Parce que l'équilibre est encore fragile, le maire des Plantiers, qui dit avoir accompagné "très discrètement" la reprise de l'activité de la société en mettant ses qualités d'ancien chef d'entreprise au service de Fiona Teissonnière, veillera au grain. "On est les héritiers d'une compétence qui était concentrée sur un seul homme. Luc savait acheter le bois, le sécher, le stocker, le travailler et le vendre. Il était multitâches. Quand cette personne disparait, en l'occurrence de manière brutale et accidentelle, la transmission n'a pas pu s'effectuer, ce qui complexifie la pérennité de l'outil."
Après quoi, Bernard Mounier a désigné le poids lourd qui stationne près de l'entrée de la scierie depuis des mois sans en bouger d'un iota. "Par exemple, ce camion serait précieux pour le transport du bois.
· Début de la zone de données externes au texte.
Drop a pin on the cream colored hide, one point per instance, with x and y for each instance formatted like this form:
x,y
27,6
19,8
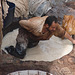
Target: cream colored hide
x,y
48,50
69,24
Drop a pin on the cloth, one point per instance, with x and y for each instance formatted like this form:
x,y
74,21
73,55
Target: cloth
x,y
39,7
69,24
35,26
47,50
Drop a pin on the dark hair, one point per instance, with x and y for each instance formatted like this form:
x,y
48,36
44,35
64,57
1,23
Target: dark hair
x,y
50,19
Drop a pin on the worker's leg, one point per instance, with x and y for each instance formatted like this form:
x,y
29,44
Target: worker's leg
x,y
21,45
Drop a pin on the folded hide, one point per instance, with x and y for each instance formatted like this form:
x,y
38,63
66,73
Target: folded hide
x,y
69,24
Mais aucun des deux employés n'a le permis adéquat." Plus pour longtemps ! Vincent, le "miraculé" des Plantiers, épargné par le tueur, envisage de le passer en 2023, année de ses 21 ans, âge légal pour ce type de permis.
"J'ai envie de voir mes Cévennes avec le pélardon et l'oignon doux. J'ai aussi envie de les voir garder leur savoir-faire en matière de bois de châtaignier", revendique Bernard Mounier, tout heureux de s'apercevoir que la transmission est en marche. De là-haut, Luc et Martial apprécieront assurément.